7. En quatrième lieu, aux termes de l’article 8 de la convention européenne de sauvegarde des droits de l’homme et des libertés fondamentales : « 1. Toute personne a droit au respect de sa vie privée et familiale, de son domicile et de sa correspondance. / 2. Il ne peut y avoir ingérence d’une autorité publique dans l’exercice de ce droit que pour autant que cette ingérence est prévue par la loi et qu’elle constitue une mesure qui, dans une société démocratique, est nécessaire à la sécurité nationale, à la sûreté publique, au bien-être économique du pays, à la défense de l’ordre et à la prévention des infractions pénales, à la protection de la santé ou de la morale, ou à la protection des droits et libertés d’autrui ».
8. M. A… B… déclare être entré en France le 1er juin 2018. Célibataire et sans charge de famille, il se borne à faire valoir sans aucune autre précision qu’il « entretient des liens amicaux et sociaux avec des personnes résidant en France », et n’établit donc pas qu’il entretiendrait sur le territoire national des liens personnels et familiaux d’une intensité et d’une stabilité particulière. Par ailleurs, s’il soutient qu’il a été pris en charge par l’aide sociale à l’enfance, qu’il a obtenu un certificat d’aptitudes professionnelles (CAP) en chaudronnerie en France et qu’il justifie, par la production d’un contrat de mission temporaire et d’une fiche de paie, avoir exercé une activité professionnelle, ces éléments sont insuffisants à caractériser, à eux seuls, une intégration sociale et professionnelle particulière de l’intéressé sur le territoire français. Dans ces conditions, M. A… B… n’est pas fondé à soutenir que la décision attaquée porte à son droit au respect de sa vie privée et familiale une atteinte disproportionnée au regard des buts en vue desquels elle a été prise ni qu’elle serait entachée d’une erreur manifeste d’appréciation.
9. Il résulte de ce qui précède que M. A… B… n’est pas fondé à demander l’annulation de la décision du 19 décembre 2023 par laquelle le préfet du Pas-de-Calais a rejeté sa demande tendant au renouvellement de son titre de séjour portant la mention « travailleur temporaire ».
D E C I D E :
Article 1er : Les conclusions présentées par M. A… B… tendant à l’annulation de la décision du 19 décembre 2023 par laquelle le préfet du Pas-de-Calais a rejeté sa demande de renouvellement de son titre de séjour portant la mention « travailleur temporaire » sont rejetées.

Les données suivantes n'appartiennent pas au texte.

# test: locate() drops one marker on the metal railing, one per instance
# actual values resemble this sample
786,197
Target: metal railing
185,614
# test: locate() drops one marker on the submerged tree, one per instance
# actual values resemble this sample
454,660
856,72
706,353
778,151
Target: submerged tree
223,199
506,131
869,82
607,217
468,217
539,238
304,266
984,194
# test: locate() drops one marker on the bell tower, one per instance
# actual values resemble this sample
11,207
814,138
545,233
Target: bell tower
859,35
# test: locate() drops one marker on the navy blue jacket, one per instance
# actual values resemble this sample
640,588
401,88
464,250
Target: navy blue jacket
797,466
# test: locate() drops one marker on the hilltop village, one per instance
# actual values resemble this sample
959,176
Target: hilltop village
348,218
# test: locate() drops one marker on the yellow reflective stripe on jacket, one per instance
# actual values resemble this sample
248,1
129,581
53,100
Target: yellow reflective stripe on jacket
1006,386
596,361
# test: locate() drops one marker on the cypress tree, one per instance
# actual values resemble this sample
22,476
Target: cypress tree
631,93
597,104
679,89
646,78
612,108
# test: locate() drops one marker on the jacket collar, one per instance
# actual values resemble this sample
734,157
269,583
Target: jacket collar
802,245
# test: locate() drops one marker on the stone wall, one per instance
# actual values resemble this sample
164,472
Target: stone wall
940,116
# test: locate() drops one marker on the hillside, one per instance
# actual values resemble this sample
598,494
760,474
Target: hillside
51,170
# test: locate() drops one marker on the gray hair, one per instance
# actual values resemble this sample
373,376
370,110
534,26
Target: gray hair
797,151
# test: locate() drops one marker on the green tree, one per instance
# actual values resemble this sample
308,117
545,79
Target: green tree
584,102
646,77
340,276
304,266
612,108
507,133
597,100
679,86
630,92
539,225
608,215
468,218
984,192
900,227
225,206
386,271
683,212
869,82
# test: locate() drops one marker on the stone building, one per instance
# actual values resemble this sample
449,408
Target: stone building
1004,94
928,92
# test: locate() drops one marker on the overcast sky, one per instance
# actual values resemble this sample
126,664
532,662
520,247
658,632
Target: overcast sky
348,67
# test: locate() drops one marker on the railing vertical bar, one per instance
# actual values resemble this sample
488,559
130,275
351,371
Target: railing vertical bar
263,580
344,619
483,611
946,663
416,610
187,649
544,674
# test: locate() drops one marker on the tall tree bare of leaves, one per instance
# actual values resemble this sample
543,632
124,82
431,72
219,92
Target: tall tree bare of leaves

Article 2 : Le présent jugement sera notifié à M. C… A… B… et au préfet du Pas-de-Calais.
Copie en sera adressée pour information au ministre de l’intérieur.
Délibéré après l’audience du 19 septembre 2025, à laquelle siégeaient :
- M. Terme, président-rapporteur,
- M. Jouanneau, conseiller,
- M. Pernelle, conseiller.
Rendu public par mise à disposition au greffe le 3 octobre 2025.
Le président-rapporteur,
Signé
D. TermeL’assesseur le plus ancien,
Signé
S. Jouanneau
La greffière,
Signé
D. Wisniewski
La République mande et ordonne au préfet du Pas-de-Calais en ce qui le concerne et à tous commissaires de justice à ce requis en ce qui concerne les voies de droit commun, contre les parties privées, de pourvoir à l’exécution de la présente décision.